The comic presents a fake historical document styled as a formal announcement, titled "Send Me Your Money and Profit Thereby!" It parodies Pascal's Wager -- the famous philosophical argument by Blaise Pascal that it is rational to believe in God because the potential infinite reward outweighs the finite cost. Here, the "reasoning" section explains that by sending all of your money, you have "some finite chance of receiving infinite money in return," and therefore it is "logical" to send all of your money.

This is a humorous reframing of the expected-value logic behind Pascal's Wager, applied to a blatantly fraudulent money scheme.
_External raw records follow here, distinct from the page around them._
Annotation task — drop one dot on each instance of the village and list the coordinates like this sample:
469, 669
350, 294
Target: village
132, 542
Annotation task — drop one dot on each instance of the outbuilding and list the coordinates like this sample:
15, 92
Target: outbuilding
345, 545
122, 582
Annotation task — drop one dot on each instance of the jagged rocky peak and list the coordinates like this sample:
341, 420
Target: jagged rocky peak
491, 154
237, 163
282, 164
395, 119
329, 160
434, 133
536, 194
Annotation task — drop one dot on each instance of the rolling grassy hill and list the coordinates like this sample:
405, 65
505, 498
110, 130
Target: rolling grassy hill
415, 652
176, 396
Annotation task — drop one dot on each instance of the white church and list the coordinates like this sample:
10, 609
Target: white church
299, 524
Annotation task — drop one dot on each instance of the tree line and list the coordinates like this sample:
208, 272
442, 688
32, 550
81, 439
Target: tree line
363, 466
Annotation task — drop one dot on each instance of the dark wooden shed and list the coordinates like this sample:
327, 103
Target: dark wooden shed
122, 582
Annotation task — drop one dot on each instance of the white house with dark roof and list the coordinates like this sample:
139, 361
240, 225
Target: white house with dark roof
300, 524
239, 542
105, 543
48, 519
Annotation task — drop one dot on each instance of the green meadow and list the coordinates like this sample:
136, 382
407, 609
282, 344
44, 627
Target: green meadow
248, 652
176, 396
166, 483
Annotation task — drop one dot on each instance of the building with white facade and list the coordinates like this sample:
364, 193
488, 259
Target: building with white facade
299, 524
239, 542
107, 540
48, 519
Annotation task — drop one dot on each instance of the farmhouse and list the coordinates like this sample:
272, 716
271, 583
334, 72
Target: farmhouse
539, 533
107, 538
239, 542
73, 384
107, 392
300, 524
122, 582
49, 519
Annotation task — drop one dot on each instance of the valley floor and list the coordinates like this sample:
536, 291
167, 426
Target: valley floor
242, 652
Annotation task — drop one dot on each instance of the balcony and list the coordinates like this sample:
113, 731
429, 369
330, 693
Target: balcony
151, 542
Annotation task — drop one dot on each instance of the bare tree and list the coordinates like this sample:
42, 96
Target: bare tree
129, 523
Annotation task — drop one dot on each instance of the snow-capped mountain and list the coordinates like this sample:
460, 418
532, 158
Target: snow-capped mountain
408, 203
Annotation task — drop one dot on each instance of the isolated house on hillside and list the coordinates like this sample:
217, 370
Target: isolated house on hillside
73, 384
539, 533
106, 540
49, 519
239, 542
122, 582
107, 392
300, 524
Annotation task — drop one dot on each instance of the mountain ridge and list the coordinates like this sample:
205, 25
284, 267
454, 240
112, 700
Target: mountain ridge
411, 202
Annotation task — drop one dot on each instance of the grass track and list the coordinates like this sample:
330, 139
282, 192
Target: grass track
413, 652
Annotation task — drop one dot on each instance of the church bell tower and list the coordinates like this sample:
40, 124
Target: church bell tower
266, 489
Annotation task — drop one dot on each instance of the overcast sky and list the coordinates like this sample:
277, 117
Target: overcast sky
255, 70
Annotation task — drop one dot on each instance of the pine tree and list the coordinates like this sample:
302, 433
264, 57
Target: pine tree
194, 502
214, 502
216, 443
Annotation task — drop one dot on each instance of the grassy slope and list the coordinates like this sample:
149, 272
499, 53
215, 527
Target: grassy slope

The argument mirrors the structure of the original wager: if there is even a tiny probability of an infinite payoff, the expected value is infinite, so you should always take that bet. Of course, when applied to a mail scam rather than theology, the absurdity of the reasoning becomes immediately apparent.

The caption at the bottom reads: "Fun Fact: Before he turned to philosophy, Blaise Pascal made his living via mail fraud." This punchline humorously suggests that Pascal first perfected this style of reasoning not for theological purposes, but for running scams -- implying that Pascal's Wager itself is structurally identical to a con artist's pitch.

The Humor

The comedy works on multiple levels. First, there is the direct parody of Pascal's Wager, exposing a well-known criticism: that the same logic could justify any number of absurd propositions if you posit an infinite reward. By transplanting the argument into the context of a mail fraud scheme, Weinersmith makes the logical flaw viscerally obvious. Second, the fake historical framing and the "Fun Fact" caption mimic the format of educational content, adding an extra layer of deadpan humor. The joke is that this is not actually a different argument from Pascal's Wager -- it is structurally the same argument, just applied to money instead of salvation.

References

Pascal's Wager is an argument formulated by the 17th-century French mathematician and philosopher Blaise Pascal. It posits that a rational person should live as though God exists, because if God does exist, the believer gains infinite reward (heaven), and if God does not exist, the loss is finite. Critics have long noted that this argument suffers from the problem of "many gods" and can be used to justify belief in any proposition that promises an infinite payoff, which is exactly the flaw this comic exploits.